Gunnar Wolf teaches operating systems at the School of Engineering and is the network and systems administrator at the Institute of Economic Research, both at the National Autonomous University of Mexico (UNAM). Having worked in computing from a young age, his self-taught passion for the field earned him the equivalency of a bachelor of science degree in 2011. He then pursued specialization and master’s degrees in information security at the National Polytechnic Institute of Mexico (IPN), and is currently pursuing doctoral studies in computer science and engineering at UNAM.
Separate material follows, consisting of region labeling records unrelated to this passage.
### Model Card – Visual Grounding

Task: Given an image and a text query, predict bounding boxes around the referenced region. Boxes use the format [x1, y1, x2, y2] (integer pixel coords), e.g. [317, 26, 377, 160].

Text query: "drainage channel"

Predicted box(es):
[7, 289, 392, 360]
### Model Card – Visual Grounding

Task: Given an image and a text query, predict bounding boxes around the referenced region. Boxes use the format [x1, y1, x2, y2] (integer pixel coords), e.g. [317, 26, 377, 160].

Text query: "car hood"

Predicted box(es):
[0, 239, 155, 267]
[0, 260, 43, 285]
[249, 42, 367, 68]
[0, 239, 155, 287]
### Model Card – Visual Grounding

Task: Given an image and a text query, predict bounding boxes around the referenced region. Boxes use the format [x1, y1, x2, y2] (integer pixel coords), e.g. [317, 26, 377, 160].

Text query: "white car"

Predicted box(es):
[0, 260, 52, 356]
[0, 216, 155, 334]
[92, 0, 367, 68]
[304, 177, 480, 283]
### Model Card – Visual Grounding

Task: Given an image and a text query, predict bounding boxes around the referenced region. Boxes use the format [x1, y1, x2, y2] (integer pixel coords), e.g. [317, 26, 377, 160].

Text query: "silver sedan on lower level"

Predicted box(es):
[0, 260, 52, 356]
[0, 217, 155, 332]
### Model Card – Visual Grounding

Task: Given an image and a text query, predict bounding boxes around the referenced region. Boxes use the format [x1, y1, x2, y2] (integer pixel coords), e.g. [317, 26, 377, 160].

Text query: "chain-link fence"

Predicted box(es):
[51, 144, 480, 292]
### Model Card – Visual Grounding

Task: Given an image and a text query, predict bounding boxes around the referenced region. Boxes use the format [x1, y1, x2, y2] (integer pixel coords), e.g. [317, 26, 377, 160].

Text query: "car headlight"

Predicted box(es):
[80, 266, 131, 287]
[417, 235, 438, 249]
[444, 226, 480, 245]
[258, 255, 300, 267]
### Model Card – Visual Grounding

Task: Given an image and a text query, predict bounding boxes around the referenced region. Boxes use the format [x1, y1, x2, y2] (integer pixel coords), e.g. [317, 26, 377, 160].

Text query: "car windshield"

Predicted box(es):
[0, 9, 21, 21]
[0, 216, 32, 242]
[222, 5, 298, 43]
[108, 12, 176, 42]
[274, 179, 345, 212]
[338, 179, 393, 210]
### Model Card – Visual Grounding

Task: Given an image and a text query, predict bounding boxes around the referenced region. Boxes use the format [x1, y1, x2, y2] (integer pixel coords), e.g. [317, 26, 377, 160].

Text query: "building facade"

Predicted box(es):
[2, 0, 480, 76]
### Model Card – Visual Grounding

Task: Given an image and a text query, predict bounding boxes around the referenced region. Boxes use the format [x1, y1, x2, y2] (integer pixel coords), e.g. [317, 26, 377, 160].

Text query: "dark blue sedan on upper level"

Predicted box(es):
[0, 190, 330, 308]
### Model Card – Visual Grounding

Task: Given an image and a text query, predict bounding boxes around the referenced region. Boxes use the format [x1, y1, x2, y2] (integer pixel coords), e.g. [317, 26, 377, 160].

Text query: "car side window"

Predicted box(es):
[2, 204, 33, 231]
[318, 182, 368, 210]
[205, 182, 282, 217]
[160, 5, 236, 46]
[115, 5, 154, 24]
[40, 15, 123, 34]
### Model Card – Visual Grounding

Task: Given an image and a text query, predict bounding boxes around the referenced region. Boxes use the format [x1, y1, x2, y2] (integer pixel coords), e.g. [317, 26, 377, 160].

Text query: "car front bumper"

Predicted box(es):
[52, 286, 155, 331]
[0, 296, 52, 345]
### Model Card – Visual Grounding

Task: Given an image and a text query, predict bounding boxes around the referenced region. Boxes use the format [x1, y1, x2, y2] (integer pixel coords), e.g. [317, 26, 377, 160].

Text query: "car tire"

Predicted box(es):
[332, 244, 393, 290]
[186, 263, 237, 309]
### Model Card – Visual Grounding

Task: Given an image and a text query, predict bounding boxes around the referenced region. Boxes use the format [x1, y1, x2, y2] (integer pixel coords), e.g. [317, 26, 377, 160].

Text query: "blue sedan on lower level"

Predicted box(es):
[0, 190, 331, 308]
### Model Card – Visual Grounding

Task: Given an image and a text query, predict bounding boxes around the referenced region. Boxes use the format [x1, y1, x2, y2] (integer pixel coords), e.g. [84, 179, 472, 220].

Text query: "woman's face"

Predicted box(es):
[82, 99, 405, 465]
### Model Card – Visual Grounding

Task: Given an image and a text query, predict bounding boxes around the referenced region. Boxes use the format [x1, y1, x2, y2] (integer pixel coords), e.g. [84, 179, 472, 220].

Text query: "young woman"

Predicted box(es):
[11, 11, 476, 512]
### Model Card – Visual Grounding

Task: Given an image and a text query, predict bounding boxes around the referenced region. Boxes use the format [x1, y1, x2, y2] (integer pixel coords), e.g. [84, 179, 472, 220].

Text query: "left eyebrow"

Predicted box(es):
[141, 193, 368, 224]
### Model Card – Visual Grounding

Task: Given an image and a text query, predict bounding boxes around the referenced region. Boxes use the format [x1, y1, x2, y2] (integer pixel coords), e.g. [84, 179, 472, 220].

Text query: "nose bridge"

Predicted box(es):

Together with computer security, Gunnar’s passion has always been free software. He has been an Emacs and LaTeX (back then, just TeX) user for 40 years, since 1983, and a Linux user and enthusiast since 1996. After joining the Mexican Linux User Group, he founded and coordinated Congreso Nacional de Software Libre (National Free Software Conference, CONSOL) from 2001 to 2005, and Encuentro en Línea de Educación y Software Libre (Online Encounter for Education and Free Software, EDUSOL) from 2005 to 2010. He has been a member of the Debian Project since 2003, which creates one of the leading GNU/Linux distributions, and has been involved in different aspects of organizing its annual conference (DebConf) since 2005.
His research focus has long been aligned with cryptographic protocols as a way to ensure both anonymity and identity verification, with a specific interest in centralization-free implementations.
Gunnar has been a reviewer for Computing Reviews since 2022.